W Sejmie trwa debata nad projektem tzw. dużej ustawy medialnej, na który składają się trzy projekty ustaw autorstwa PiS: o mediach narodowych; o składce audiowizualnej oraz przepisy wprowadzające ustawę o mediach narodowych i ustawę o składce audiowizualnej.

Reklama

W ocenie poseł PiS Joanny Lichockiej "przedstawione projekty ustaw medialnych to szansa na najpoważniejszą reformę mediów publicznych po 89. roku".

To nie tylko możliwość wyrwania mediów publicznych z rąk partyjnych nominatów - bo to od biedy można przeprowadzić bez tak głębokiej zmiany - ale reforma ta to szansa na wyzwolenie mediów publicznych ze sposobu myślenia, który dotąd paraliżował ich rozwój - przekonania, że Telewizja Polska i Polskie Radio to narzędzie do sprawowania władzy, że to instytucje, które mają służyć interesom konkretnych partii, że to także interesy, które mają służyć interesom różnych lobby - podkreśliła Lichocka.

W jej ocenie ta "dobra zmiana odda media publiczne Polakom". Jej zdaniem świadczy o tym zmiana określenia z "mediów publicznych" - która to nazwa zdaniem Lichockiej została skompromitowana - na "media narodowe". Dodała, że "po raz pierwszy w historii mediów publicznych staną się one całkowicie niezależne od rządu w sensie personalnym i finansowym". Posłanka PiS podkreśliła, że media narodowe będą podporządkowane Radzie Mediów Narodowych, w której zagwarantowane będzie miejsce dla przedstawiciela opozycji.

Lichocka zaznaczyła, że powstaną też Społeczne Rady Programowe składające się z przedstawicieli widzów i słuchaczy oraz organizacji twórczych, społecznych i związków zawodowych; zapewniła, że rady programowe będą miały "realny wpływ na to, co dzieje się na antenie". Dziś w radach programowych zasiadają politycy. A jakże, w wybranej pod rządami Platformy Obywatelskiej radzie programowej szefową jest pani poseł z Platformy. Inny sposób myślenia tym ludziom w ogóle nie przychodził do głowy - powiedziała.
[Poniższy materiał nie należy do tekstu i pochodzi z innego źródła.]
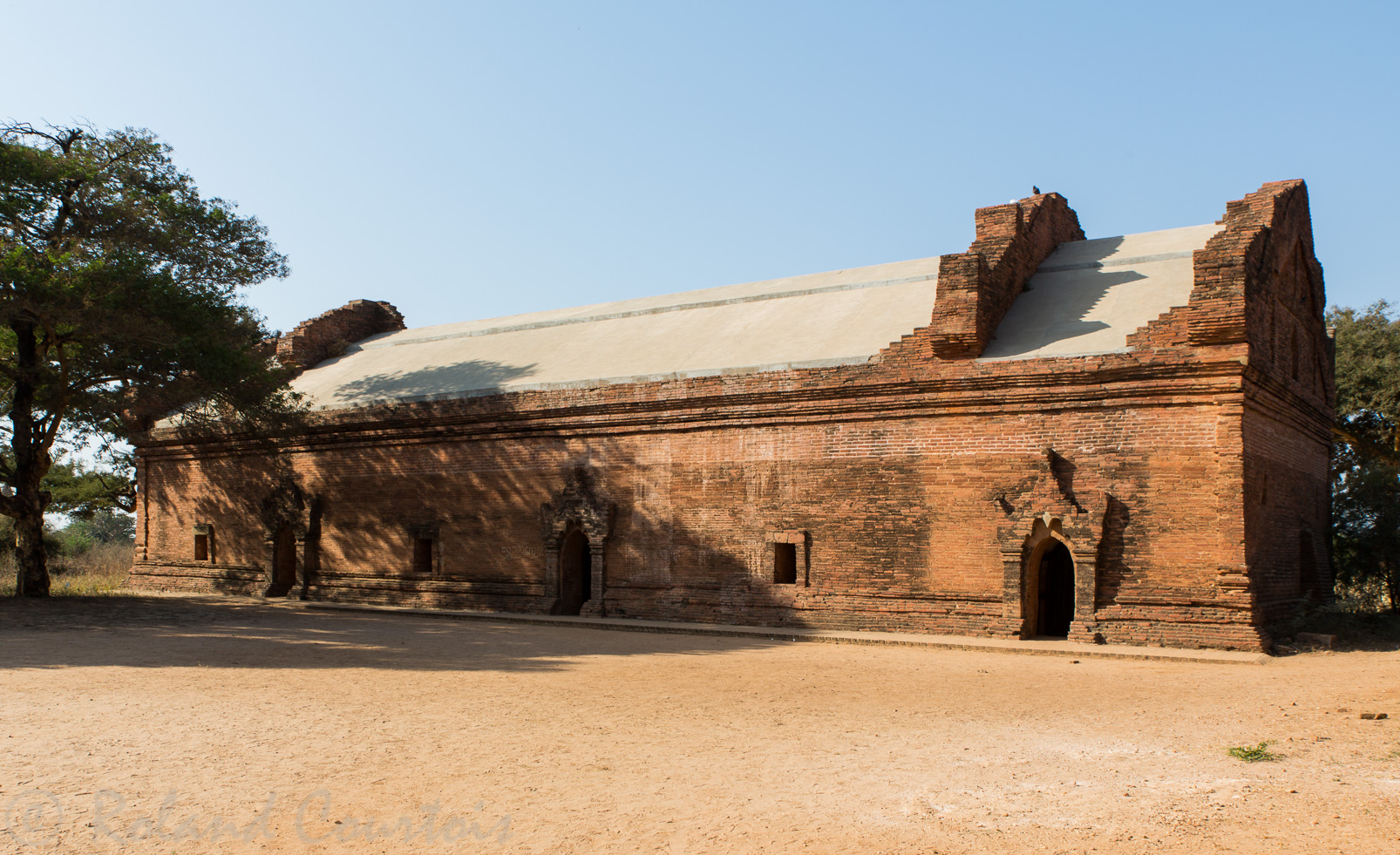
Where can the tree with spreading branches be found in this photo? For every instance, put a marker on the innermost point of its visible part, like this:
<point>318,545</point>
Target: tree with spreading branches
<point>120,305</point>
<point>1365,462</point>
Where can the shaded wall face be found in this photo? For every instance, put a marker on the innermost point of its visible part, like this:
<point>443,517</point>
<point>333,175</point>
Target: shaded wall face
<point>1287,492</point>
<point>899,521</point>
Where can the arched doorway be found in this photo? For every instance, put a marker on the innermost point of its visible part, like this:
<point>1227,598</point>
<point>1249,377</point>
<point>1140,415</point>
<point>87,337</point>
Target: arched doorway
<point>575,573</point>
<point>284,561</point>
<point>1055,591</point>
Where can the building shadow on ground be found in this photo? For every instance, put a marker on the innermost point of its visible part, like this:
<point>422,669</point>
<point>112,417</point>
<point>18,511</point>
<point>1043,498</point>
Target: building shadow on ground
<point>242,633</point>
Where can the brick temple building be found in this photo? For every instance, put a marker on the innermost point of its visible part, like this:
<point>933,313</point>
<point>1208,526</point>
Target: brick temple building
<point>1118,439</point>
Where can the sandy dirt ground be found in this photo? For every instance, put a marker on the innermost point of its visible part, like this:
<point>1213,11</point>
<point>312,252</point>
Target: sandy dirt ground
<point>200,725</point>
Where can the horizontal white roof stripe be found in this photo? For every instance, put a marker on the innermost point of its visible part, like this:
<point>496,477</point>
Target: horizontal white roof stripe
<point>397,340</point>
<point>1090,295</point>
<point>834,318</point>
<point>1087,297</point>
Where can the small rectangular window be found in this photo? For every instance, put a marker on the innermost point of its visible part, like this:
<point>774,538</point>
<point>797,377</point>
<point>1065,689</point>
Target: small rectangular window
<point>785,563</point>
<point>422,554</point>
<point>203,542</point>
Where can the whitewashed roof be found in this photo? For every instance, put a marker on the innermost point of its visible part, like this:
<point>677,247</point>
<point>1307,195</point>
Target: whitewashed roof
<point>1085,298</point>
<point>833,318</point>
<point>1090,295</point>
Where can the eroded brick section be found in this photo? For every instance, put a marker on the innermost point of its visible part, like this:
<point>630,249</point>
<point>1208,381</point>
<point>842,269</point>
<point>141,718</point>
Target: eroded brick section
<point>330,333</point>
<point>976,287</point>
<point>1187,478</point>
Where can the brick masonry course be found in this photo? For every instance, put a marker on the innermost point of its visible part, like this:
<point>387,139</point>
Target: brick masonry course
<point>1187,478</point>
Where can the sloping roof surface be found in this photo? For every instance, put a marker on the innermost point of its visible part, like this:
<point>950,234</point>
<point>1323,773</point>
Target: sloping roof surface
<point>1085,298</point>
<point>833,318</point>
<point>1090,295</point>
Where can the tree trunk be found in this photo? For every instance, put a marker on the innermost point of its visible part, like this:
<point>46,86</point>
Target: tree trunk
<point>31,462</point>
<point>31,564</point>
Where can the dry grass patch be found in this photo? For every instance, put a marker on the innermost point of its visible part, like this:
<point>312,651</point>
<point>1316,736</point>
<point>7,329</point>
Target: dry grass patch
<point>99,571</point>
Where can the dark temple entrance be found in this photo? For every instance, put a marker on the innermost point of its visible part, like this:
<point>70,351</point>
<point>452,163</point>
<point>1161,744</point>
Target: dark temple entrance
<point>575,573</point>
<point>1055,592</point>
<point>284,563</point>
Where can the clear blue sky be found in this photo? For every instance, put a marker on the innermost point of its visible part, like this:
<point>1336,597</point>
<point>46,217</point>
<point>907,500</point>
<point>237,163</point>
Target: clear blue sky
<point>471,159</point>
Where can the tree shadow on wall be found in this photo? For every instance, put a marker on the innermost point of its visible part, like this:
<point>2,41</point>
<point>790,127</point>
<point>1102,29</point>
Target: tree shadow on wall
<point>699,556</point>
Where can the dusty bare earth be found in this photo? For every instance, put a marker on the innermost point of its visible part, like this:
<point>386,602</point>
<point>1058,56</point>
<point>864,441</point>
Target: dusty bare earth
<point>149,723</point>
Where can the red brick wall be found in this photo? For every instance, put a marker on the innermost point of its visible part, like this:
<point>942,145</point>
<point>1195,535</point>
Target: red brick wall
<point>912,485</point>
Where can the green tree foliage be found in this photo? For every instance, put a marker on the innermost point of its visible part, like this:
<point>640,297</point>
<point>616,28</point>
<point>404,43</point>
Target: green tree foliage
<point>119,305</point>
<point>1365,476</point>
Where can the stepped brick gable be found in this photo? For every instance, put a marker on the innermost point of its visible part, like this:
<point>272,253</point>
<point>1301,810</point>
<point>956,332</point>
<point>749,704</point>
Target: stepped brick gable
<point>1120,439</point>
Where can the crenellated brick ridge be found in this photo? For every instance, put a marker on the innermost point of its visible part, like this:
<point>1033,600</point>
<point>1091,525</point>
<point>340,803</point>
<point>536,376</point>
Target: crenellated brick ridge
<point>1186,478</point>
<point>976,287</point>
<point>330,333</point>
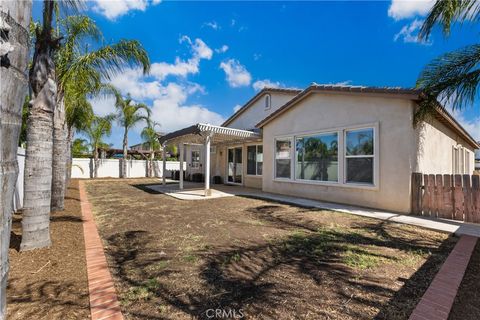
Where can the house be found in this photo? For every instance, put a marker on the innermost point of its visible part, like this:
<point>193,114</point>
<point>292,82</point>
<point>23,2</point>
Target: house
<point>346,144</point>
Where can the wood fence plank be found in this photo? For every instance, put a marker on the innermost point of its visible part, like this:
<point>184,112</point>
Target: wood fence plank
<point>448,208</point>
<point>476,198</point>
<point>426,196</point>
<point>416,193</point>
<point>433,202</point>
<point>467,199</point>
<point>439,194</point>
<point>458,198</point>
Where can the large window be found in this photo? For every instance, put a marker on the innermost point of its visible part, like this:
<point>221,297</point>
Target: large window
<point>359,156</point>
<point>195,159</point>
<point>317,157</point>
<point>254,160</point>
<point>283,158</point>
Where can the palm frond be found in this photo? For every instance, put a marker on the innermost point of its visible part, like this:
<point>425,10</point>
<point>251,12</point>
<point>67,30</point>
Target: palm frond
<point>453,77</point>
<point>112,59</point>
<point>444,12</point>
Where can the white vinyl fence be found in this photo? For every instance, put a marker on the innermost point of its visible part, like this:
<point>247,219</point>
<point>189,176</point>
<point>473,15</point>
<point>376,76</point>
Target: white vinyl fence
<point>109,168</point>
<point>18,195</point>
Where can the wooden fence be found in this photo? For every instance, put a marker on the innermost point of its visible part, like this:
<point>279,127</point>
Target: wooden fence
<point>449,196</point>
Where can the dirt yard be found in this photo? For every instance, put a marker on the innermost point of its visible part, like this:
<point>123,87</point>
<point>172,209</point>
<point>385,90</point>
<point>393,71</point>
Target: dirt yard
<point>238,256</point>
<point>51,283</point>
<point>467,304</point>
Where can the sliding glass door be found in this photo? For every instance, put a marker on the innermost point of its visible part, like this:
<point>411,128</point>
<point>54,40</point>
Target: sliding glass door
<point>234,165</point>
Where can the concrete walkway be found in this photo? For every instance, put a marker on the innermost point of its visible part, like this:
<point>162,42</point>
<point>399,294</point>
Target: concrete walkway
<point>103,297</point>
<point>438,300</point>
<point>195,191</point>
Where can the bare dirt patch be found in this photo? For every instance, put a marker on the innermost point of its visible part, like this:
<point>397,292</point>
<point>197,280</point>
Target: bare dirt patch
<point>51,283</point>
<point>174,259</point>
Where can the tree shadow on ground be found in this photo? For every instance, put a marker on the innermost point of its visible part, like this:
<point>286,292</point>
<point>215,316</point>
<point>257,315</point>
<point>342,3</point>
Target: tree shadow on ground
<point>51,299</point>
<point>263,278</point>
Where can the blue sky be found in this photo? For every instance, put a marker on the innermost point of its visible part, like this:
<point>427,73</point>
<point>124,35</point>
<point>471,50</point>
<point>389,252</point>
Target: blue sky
<point>211,57</point>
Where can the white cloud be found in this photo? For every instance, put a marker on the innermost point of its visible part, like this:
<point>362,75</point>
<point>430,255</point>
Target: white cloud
<point>172,113</point>
<point>237,75</point>
<point>260,84</point>
<point>212,24</point>
<point>472,125</point>
<point>222,49</point>
<point>103,105</point>
<point>403,9</point>
<point>409,33</point>
<point>182,68</point>
<point>113,9</point>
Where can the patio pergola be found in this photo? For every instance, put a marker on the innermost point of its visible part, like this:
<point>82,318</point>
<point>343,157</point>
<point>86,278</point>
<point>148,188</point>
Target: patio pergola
<point>206,135</point>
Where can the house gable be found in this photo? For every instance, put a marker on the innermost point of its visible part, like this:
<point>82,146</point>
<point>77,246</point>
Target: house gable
<point>258,108</point>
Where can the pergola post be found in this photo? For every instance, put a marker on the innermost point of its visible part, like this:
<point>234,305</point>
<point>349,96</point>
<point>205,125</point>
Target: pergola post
<point>180,149</point>
<point>208,192</point>
<point>164,162</point>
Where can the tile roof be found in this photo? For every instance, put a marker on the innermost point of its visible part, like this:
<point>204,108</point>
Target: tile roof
<point>256,97</point>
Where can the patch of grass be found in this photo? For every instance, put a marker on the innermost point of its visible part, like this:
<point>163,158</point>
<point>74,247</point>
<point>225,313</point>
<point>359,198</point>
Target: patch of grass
<point>358,258</point>
<point>231,258</point>
<point>141,293</point>
<point>190,258</point>
<point>158,266</point>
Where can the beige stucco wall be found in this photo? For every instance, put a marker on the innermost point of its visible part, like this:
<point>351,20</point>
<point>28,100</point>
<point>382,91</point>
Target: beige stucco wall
<point>257,112</point>
<point>435,148</point>
<point>396,147</point>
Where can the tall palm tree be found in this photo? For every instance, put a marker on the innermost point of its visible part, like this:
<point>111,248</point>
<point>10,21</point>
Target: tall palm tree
<point>128,115</point>
<point>38,155</point>
<point>96,130</point>
<point>16,18</point>
<point>80,147</point>
<point>80,72</point>
<point>149,135</point>
<point>454,77</point>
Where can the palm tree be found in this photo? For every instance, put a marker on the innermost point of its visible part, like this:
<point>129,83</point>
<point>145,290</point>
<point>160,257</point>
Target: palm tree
<point>79,147</point>
<point>14,90</point>
<point>96,130</point>
<point>149,135</point>
<point>128,115</point>
<point>80,73</point>
<point>38,155</point>
<point>455,76</point>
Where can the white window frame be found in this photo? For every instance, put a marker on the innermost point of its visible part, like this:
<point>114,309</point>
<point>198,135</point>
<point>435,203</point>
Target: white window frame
<point>374,156</point>
<point>268,101</point>
<point>338,156</point>
<point>341,157</point>
<point>256,145</point>
<point>282,138</point>
<point>195,164</point>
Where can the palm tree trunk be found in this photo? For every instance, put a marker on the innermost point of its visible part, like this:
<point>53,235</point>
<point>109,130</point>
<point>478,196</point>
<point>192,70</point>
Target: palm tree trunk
<point>125,154</point>
<point>15,14</point>
<point>38,156</point>
<point>95,163</point>
<point>60,154</point>
<point>69,156</point>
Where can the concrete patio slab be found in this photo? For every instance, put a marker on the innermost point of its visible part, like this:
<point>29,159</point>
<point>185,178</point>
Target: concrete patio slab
<point>195,191</point>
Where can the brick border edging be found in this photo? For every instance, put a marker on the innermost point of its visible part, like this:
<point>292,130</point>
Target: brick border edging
<point>437,301</point>
<point>103,297</point>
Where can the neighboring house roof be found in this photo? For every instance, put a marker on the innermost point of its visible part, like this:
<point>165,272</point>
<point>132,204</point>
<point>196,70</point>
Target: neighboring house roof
<point>255,98</point>
<point>412,94</point>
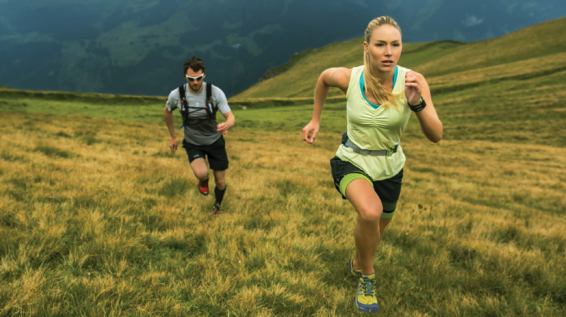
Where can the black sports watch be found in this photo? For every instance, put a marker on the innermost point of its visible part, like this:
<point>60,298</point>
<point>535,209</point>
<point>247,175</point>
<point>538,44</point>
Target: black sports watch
<point>419,107</point>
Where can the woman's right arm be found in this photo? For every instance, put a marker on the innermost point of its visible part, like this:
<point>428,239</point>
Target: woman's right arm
<point>333,77</point>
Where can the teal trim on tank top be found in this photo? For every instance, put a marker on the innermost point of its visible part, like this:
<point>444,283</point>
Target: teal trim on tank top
<point>362,87</point>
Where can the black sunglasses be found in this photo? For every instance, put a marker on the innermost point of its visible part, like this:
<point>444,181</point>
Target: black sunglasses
<point>198,78</point>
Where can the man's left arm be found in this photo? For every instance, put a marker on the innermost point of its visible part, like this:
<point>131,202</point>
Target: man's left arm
<point>224,126</point>
<point>224,108</point>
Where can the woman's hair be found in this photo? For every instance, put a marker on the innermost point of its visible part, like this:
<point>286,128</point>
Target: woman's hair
<point>194,63</point>
<point>372,83</point>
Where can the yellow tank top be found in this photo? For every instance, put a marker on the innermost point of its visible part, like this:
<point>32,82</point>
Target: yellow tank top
<point>375,129</point>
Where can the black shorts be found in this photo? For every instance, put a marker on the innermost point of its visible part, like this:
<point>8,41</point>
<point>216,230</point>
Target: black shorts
<point>215,152</point>
<point>388,190</point>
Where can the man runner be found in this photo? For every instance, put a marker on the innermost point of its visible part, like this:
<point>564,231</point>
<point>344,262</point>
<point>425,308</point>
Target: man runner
<point>198,102</point>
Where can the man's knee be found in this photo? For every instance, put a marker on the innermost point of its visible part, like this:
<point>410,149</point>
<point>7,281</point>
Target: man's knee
<point>220,182</point>
<point>370,214</point>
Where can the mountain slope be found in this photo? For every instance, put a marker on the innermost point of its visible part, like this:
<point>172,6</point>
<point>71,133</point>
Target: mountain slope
<point>137,46</point>
<point>529,52</point>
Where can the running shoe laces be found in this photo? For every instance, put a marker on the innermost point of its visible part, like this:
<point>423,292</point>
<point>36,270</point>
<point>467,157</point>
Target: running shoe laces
<point>366,299</point>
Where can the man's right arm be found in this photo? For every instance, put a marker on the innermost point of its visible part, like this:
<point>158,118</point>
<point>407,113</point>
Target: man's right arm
<point>169,121</point>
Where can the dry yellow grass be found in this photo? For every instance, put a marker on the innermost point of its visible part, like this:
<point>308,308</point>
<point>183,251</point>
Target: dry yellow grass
<point>98,218</point>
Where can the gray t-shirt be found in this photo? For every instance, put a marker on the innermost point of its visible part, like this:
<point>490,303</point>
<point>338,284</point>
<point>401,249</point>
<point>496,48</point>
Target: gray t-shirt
<point>204,131</point>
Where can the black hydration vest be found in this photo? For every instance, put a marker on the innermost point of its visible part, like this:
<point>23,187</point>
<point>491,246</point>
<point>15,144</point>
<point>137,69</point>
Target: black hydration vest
<point>186,109</point>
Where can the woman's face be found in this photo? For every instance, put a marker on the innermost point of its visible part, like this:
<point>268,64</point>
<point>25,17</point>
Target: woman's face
<point>384,48</point>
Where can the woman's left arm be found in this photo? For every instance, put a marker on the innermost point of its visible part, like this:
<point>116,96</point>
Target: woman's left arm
<point>415,88</point>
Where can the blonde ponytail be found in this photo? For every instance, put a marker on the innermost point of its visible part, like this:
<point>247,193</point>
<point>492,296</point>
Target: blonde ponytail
<point>371,81</point>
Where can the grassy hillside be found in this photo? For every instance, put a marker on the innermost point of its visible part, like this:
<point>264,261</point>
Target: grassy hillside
<point>98,217</point>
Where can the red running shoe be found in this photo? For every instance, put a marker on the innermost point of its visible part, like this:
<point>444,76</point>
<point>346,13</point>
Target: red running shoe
<point>203,187</point>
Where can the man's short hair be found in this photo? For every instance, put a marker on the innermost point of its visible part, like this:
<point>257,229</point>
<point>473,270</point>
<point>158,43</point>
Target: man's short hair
<point>194,63</point>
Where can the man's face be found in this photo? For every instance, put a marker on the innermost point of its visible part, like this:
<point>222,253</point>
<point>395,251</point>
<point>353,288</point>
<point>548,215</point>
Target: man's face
<point>195,79</point>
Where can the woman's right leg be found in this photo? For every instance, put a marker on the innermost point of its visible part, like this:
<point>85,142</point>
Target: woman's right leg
<point>367,233</point>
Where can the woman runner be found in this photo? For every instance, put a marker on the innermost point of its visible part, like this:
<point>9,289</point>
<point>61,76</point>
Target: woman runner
<point>368,166</point>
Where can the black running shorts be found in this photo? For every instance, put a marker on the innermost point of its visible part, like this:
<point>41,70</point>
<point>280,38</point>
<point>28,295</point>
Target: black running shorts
<point>388,190</point>
<point>215,152</point>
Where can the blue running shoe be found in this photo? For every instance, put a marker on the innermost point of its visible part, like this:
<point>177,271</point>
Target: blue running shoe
<point>366,300</point>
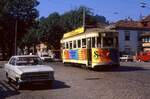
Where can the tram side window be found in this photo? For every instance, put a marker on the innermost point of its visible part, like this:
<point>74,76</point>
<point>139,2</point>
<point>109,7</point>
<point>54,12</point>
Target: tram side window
<point>70,43</point>
<point>63,45</point>
<point>99,41</point>
<point>79,43</point>
<point>83,43</point>
<point>108,42</point>
<point>67,45</point>
<point>74,44</point>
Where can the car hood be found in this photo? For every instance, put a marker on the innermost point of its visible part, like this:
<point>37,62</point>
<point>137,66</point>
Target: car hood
<point>35,68</point>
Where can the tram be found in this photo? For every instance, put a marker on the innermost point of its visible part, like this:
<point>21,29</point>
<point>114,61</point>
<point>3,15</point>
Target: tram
<point>93,47</point>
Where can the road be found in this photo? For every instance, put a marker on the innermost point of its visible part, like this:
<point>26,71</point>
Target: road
<point>129,81</point>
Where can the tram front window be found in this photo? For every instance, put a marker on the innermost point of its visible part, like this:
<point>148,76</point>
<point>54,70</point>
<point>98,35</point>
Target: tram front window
<point>108,42</point>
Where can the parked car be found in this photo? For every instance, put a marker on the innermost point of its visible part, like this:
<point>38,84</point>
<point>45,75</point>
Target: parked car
<point>143,56</point>
<point>126,58</point>
<point>46,58</point>
<point>25,69</point>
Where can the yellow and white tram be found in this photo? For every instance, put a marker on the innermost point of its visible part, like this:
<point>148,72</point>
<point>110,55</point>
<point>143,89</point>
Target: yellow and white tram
<point>93,47</point>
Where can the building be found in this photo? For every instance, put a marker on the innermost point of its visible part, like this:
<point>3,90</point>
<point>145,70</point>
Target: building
<point>145,36</point>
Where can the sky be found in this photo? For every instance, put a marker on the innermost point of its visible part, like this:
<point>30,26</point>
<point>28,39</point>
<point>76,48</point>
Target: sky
<point>113,10</point>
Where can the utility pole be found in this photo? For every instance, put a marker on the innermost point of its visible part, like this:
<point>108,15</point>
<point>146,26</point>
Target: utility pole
<point>84,17</point>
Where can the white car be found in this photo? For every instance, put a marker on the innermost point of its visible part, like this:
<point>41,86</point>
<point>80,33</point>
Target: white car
<point>28,69</point>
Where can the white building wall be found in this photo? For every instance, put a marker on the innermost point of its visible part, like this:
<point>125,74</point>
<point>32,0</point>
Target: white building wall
<point>132,44</point>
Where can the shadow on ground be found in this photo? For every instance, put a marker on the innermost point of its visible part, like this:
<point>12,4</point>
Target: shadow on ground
<point>7,90</point>
<point>122,69</point>
<point>56,85</point>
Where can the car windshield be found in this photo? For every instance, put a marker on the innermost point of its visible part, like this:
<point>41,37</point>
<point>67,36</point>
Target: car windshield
<point>28,61</point>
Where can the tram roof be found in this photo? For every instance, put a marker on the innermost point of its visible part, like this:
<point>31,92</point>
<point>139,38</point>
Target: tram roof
<point>81,30</point>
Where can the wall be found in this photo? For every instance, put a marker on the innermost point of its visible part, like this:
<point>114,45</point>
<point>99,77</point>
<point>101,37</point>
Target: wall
<point>132,44</point>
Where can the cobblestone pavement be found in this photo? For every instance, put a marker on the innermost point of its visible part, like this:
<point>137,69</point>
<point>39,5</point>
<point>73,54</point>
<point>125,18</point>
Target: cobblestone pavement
<point>129,81</point>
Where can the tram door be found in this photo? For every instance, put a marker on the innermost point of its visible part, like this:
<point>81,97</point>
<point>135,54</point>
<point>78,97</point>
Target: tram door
<point>89,51</point>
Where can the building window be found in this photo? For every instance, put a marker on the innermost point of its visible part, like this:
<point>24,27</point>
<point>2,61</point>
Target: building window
<point>127,35</point>
<point>83,43</point>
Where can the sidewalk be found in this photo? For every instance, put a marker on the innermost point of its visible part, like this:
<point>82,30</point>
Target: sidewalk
<point>2,63</point>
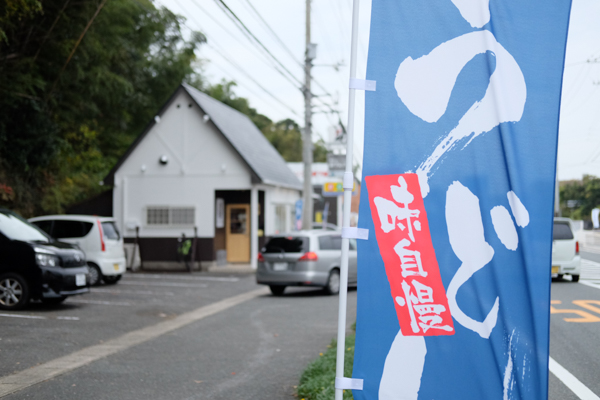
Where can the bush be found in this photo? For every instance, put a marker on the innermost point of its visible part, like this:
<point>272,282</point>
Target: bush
<point>318,379</point>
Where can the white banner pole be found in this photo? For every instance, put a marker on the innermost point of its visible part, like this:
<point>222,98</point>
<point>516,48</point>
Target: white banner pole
<point>343,296</point>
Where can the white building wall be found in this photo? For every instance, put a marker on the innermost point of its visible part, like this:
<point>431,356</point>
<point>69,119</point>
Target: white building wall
<point>279,196</point>
<point>200,161</point>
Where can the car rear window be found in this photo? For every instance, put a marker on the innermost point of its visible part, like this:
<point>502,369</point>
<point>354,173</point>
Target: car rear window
<point>562,231</point>
<point>71,229</point>
<point>110,231</point>
<point>330,242</point>
<point>295,244</point>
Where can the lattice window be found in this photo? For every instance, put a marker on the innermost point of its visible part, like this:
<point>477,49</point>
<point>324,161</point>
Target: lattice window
<point>166,216</point>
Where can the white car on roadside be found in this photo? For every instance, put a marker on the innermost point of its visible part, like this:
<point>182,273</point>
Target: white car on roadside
<point>98,237</point>
<point>565,250</point>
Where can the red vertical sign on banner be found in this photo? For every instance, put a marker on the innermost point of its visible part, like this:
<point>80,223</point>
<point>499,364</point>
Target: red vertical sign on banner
<point>405,245</point>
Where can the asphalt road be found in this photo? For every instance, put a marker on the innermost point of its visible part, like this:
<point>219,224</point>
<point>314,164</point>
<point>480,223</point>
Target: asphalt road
<point>574,329</point>
<point>254,348</point>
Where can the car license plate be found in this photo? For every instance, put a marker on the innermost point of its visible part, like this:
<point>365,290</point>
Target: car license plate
<point>279,266</point>
<point>80,279</point>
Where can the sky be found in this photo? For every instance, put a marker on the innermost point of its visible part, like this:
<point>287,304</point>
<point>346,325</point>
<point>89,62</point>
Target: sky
<point>280,25</point>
Jak mówiła Lichocka, projekt idzie w poprzek myślenia, które do tej pory reprezentowali rządzący. Nie chodzi o zmianę obsady kierownictwa, nie chodzi o przekierowanie propagandy - podkreślała.

Reklama

Do tej pory układ III RP, postkomunistyczny establishment usiłował kontrolować to, co dzieje się w głównym nurcie medialnym. Po wejściu w życie tej ustawy nieodwołalnie straci na to monopol - powiedziała. W jej ocenie to szansa na normalną debatę. Nie będzie cenzury takiej jak ta, która zabroniła dziennikarzom TVP transmitować lub nawet zrobić relacji z przesłuchania prezydenta Bronisława Komorowskiego przed sądem w sprawie jego relacji z WSI - dodała.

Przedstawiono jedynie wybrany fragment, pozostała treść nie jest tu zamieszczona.